Zwei junge Velofahrer nehmen die Situation vor der Holzbrücke mit Humor: Als Deutsche mit Wohnsitz in der Schweiz dürfen sie weiterhin ungehindert über alle Grenzen – wenn auch nicht hier, dann doch einige wenige Hundert Meter weiter über die Friedolinsbrücke. Dort ist am Dienstagnachmittag kaum Verkehr. Auf beiden Seiten der Gemeinschaftszollanlage auf Säckinger Boden warten je drei bis vier Autos. Nun lassen sich auch die Schweizer Grenzwächter von jedem Insassen die ID zeigen und ausserdem die Arbeitsbestätigung: Wer nicht in der Schweiz wohnt oder Schweizer ist, kommt nur noch rein, wenn er in der Schweiz arbeitet. Und das zum Teil auch nur mit viel Diplomatie.

Alte Brücke in Laufenburg
Im Laufenburger Städtli ist es abgesehen von einer Baustelle sehr still. Wer vom Markplatz her zur Laufenbrücke kommt, ist für einen Moment irritiert, weil der Zugang zur Brücke von Schweizer Seite weder versperrt ist noch kontrolliert wird. Doch sobald man auf der Brücke steht, sieht man, dass der Zugang in die Mindere Stadt mit einem Bauzaun, zwei schweren Pflanzenkübeln und Absperrgittern gleich dreifach verwehrt wird. Ein junger Mann steht verloren auf der Schweizer Seite vor dem Bauzaun. Als gerade zwei Streifenpolizisten von der anderen Seite kommen, bittet er sie um Hilfe: Er sei Grenzgänger und habe heute Morgen wie immer in der Minderen Stadt das Auto parkiert und sei dann zu Fuss über die Laufenbrücke gegangen. Doch die Polizisten können ihm nicht helfen: Am Nachmittag wurde die Barrikade errichtet; dem armen Grenzgänger bleibt nun nichts anderes übrig, als zu Fuss über die neue Brücke zurückzulaufen.

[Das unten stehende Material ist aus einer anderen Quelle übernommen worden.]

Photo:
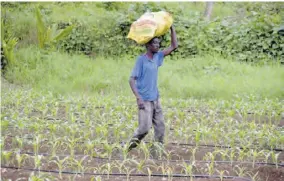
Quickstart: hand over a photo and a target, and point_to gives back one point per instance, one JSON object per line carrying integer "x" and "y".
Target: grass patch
{"x": 201, "y": 77}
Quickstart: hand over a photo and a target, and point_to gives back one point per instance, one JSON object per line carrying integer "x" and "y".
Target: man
{"x": 143, "y": 82}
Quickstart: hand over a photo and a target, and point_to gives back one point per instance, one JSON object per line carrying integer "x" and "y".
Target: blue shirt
{"x": 145, "y": 72}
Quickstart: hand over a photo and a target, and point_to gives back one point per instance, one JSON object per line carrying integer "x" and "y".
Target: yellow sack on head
{"x": 164, "y": 21}
{"x": 143, "y": 30}
{"x": 150, "y": 25}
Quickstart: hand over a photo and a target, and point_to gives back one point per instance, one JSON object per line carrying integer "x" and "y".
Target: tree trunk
{"x": 208, "y": 10}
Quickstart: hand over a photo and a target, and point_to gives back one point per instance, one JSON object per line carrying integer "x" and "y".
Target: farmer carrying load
{"x": 143, "y": 82}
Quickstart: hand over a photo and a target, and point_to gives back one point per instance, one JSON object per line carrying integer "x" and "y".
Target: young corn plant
{"x": 210, "y": 166}
{"x": 221, "y": 173}
{"x": 37, "y": 161}
{"x": 36, "y": 144}
{"x": 6, "y": 156}
{"x": 79, "y": 164}
{"x": 60, "y": 164}
{"x": 188, "y": 169}
{"x": 240, "y": 171}
{"x": 275, "y": 158}
{"x": 20, "y": 159}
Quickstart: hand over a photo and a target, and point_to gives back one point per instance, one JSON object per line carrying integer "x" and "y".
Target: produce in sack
{"x": 149, "y": 25}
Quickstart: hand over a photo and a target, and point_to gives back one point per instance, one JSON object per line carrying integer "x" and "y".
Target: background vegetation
{"x": 82, "y": 48}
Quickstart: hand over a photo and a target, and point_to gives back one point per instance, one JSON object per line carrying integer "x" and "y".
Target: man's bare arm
{"x": 174, "y": 43}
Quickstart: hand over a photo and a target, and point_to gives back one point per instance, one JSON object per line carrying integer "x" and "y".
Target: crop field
{"x": 68, "y": 113}
{"x": 48, "y": 137}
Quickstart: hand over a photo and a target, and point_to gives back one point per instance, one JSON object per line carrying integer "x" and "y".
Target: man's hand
{"x": 140, "y": 103}
{"x": 174, "y": 43}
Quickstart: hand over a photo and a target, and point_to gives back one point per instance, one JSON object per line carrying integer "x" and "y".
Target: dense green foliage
{"x": 246, "y": 31}
{"x": 205, "y": 63}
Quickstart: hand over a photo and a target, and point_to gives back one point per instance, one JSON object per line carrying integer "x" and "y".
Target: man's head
{"x": 153, "y": 45}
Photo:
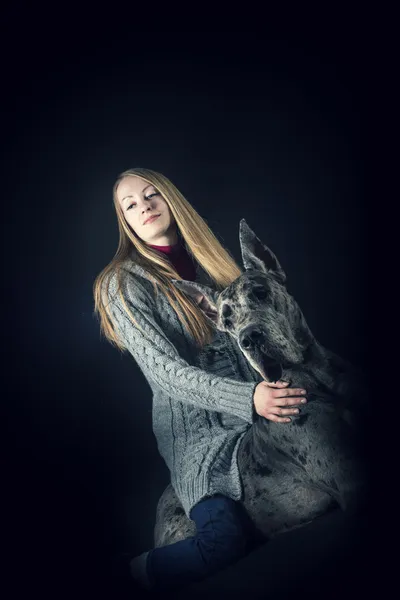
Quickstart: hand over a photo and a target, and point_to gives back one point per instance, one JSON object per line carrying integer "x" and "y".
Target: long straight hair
{"x": 200, "y": 243}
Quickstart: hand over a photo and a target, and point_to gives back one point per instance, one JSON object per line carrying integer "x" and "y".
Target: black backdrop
{"x": 272, "y": 130}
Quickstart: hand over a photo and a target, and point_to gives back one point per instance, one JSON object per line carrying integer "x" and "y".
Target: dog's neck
{"x": 321, "y": 372}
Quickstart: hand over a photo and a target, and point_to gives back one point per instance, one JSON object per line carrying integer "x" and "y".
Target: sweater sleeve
{"x": 160, "y": 362}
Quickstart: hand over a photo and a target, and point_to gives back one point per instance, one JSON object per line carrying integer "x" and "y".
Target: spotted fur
{"x": 291, "y": 473}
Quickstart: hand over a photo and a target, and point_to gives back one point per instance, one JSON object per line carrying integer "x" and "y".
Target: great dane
{"x": 297, "y": 471}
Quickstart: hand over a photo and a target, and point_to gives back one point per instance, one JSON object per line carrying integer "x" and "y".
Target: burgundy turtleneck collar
{"x": 180, "y": 259}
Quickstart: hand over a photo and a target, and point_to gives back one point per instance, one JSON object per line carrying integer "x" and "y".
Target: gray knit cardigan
{"x": 202, "y": 398}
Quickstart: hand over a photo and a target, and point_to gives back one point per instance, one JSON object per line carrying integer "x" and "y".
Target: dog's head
{"x": 257, "y": 310}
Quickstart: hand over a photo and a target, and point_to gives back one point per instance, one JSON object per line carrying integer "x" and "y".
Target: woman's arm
{"x": 160, "y": 362}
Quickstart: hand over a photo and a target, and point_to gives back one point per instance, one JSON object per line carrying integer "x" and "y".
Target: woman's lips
{"x": 152, "y": 219}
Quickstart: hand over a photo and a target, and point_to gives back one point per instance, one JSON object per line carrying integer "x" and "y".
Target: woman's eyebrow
{"x": 143, "y": 190}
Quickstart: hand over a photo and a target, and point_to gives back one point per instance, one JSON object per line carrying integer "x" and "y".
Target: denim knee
{"x": 221, "y": 536}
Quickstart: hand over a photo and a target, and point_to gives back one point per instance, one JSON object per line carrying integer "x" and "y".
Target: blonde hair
{"x": 199, "y": 242}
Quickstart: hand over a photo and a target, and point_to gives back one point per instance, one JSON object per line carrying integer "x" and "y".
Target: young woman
{"x": 201, "y": 408}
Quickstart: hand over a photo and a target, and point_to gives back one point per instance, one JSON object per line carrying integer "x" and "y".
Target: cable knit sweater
{"x": 202, "y": 398}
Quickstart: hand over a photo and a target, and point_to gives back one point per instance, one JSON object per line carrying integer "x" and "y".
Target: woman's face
{"x": 140, "y": 200}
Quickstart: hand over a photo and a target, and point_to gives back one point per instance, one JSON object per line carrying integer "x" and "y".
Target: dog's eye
{"x": 226, "y": 310}
{"x": 260, "y": 293}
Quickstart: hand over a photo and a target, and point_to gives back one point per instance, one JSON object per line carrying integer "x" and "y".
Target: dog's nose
{"x": 250, "y": 336}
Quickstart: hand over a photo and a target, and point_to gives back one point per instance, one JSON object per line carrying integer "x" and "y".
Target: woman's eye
{"x": 146, "y": 197}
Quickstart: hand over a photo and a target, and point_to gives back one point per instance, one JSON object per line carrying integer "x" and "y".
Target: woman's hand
{"x": 274, "y": 400}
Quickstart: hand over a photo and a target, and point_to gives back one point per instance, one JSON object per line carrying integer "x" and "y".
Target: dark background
{"x": 270, "y": 128}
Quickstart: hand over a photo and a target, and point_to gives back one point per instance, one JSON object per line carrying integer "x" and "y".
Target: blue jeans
{"x": 223, "y": 535}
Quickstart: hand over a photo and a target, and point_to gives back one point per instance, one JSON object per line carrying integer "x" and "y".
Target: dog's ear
{"x": 256, "y": 255}
{"x": 204, "y": 296}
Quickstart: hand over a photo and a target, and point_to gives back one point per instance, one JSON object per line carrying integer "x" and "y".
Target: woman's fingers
{"x": 284, "y": 393}
{"x": 272, "y": 417}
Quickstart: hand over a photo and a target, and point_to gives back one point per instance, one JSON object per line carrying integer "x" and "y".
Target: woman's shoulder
{"x": 132, "y": 278}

Es ist später Nachmittag; die Frühlingssonne scheint auf die Laufenbrücke. Eine junge Frau geht von der Schweizer Seite auf den Bauzaun zu. Von der deutschen Seite kommt ihr eine weitere Frau entgegen. Sie begegnen sich am Zaun, begrüssen sich und setzen sich dann nebeneinander mit dem Rücken an das Brückengeländer – nur der Zaun dazwischen. Die deutschen Polizisten sind noch immer da. «Er hat zu mir gesagt: zum Zaun und nicht weiter», erklärt die Deutsche. Es sind zwei Freundinnen, eine Deutsche und eine Schweizerin, die sich hier verabredet haben. Das gibt Hoffnung, dass nach Wochen Corona-Ausnahmezustand am Hochrhein wieder zusammenwachsen wird, was zusammengehört.